"La trahison des Borgia" - liaisons dangereuses au coeur d'une des plus célèbres familles italiennes

LA TRAHISON DES BORGIAAprès Francesca, empoisonneuse à la cour des Borgia, Sara Poole nous offre ici le deuxième tome de cette saga qui retrace l’histoire d’une des plus célèbres et mystérieuses familles italiennes de la Renaissance. Nous retrouvons les principaux protagonistes du premier tome, qui sont toujours à la recherche de pouvoir mais aussi de savoir.

1493-Rodrigo Borgia est pape depuis un an. Toujours au cœur de complots, menaçant certains et menacé par d’autres, le pape a un besoin pressant de son empoisonneuse, Francesca. Une tâche lourde pour la jeune femme d’autant que cette dernière a intégré un groupuscule secret, Lux, qui s’est donné pour mission d’élucider les mystères de la nature. Une curiosité qui pourrait être récompensée par le bûcher. Dans une période politique troublée, Francesca doit également faire face au retour de son pire ennemi, le prêtre fou Morozzi, l’homme qui a tué son père qu’elle n’a pas renoncé à venger. Soutenu par Savonarole, le dominicain prêchant contre la corruption de l’Eglise catholique romaine, Morozzi a mis en place un nouveau plan pour se débarrasser du pape. Complots, dangers s’accumulent et Francesca va élaborer un plan désespéré où elle met sa propre vie en danger pour faire échouer les plans de cet homme. Notre héroïne va aussi devoir faire face à ses propres démons et ils sont nombreux. Elle va donc avoir fort à faire et c’est peu de le dire.
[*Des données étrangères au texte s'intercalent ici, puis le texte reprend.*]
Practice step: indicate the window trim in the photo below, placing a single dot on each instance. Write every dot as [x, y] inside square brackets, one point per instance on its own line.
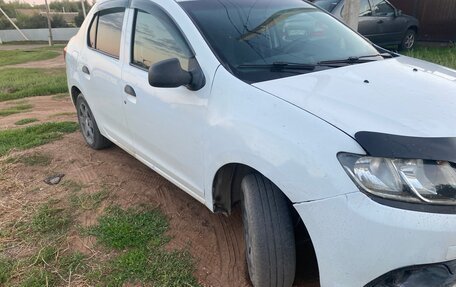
[147, 7]
[97, 16]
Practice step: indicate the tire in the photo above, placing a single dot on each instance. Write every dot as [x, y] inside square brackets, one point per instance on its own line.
[408, 41]
[89, 127]
[268, 232]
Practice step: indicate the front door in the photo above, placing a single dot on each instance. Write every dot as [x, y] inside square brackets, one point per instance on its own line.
[100, 66]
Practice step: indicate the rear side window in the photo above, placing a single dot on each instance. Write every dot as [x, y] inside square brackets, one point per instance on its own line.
[106, 30]
[156, 38]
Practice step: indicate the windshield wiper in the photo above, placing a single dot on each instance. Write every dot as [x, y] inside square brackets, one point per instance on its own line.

Résumé ainsi, le deuxième tome de cette saga semble être riche en rebondissements. Malheureusement, la trahison des Borgia doit faire face à cette espèce de malédiction du deuxième tome, celui de la lenteur. En effet, si l’on s’intéresse à la principale intrigue, celle concernant le complot monté par Morozzi, on constate que cela traîne en longueur et donne une impression de déjà vue avec une scène finale à la basilique Saint-Pierre. Même les risques pris par Francesca, qui met sa vie en danger, traînent en longueur : trop de blabla entre l’idée et la mise en œuvre. Néanmoins la scène de la messe rendue en son hommage menée par le pape lui-même, ne manque pas de piquant. Bref, ce n’est pas cela qui va nous pousser à poursuivre notre lecture. Les intrigues secondaires se révèlent plus intéressantes en réalité : tout d’abord, la découverte d’une bibliothèque secrète au Vatican, le Mystérium, qui réunit toutes les œuvres et découvertes scientifiques condamnées l’Eglise. Francesca obtient un accès illimité et l’on se demande ce qu’elle va y découvrir. Puis, le passé de Francesca qui ressurgit à travers de terribles cauchemars qu’elle tente d’arrêter en utilisant les opiacés que lui fournit Sofia Montefiore, l’apothicaire juive. Cette dernière détient la clé de ces cauchemars mais ne semble pas encore prête à lui révéler leur signification par peur des conséquences que cela pourrait avoir.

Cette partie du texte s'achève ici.